Personalized therapies are a hot topic not only in medical forums but also in society and the press. The dream of personalized therapies in cancer care is to treat each patient according to their specific mutations. But the reality is different. At first, the treatment seems to be effective, with a good response, but has a high recurrence rate.
In colorectal cancer treatment, biologic agents such as anti-VEGF (bevacizumab) and anti-EGFR (cetuximab and panatimumab), are available. The former is not directed against any specific mutation, and the latter are not effective in the case of mutated K-ras or BRAF wt. Studies have shown that neither bevacizumab nor cetuximab extend Overall Survival (OS), the most important conclusions of these trials being that targeted biological treatment does not work as an adjuvant therapy - it prolongs life but does not cure the disease.
Simon Buczacki, Honorary Consultant Colorectal Surgeon at Cambridge Cancer Center (UK) explains that these drugs target genomic sequences without taking into account the protein expression and the proteomics, and that important changes can occur during that two steps. Also, there is intra-tumoral heterogeneity at the genetic, epigenetic and functional levels. He highlights the importance of microRNA (mRNA) in the classification of colorectal cancer as it includes the developmental route and the microenvironment changes.

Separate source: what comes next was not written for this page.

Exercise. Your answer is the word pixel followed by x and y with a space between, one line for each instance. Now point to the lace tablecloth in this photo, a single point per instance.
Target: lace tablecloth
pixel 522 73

Difficulties in acquiring proper information from the biopsy due to intratumoral heterogeneity have been recently discovered. In this way, targeted treatment may not actually be targeted, but rather just target subclonal diversity, thus encouraging the expansion of more aggressive clones by limiting clonal competition.
The proposed solutions for these problems are to identify how to develop a deep sequence for the entire tumor with multiple biopsies or liquid biopsies associated or not with patient-derived organoids, immunotherapy, and including molecular data on subtypes in future trials.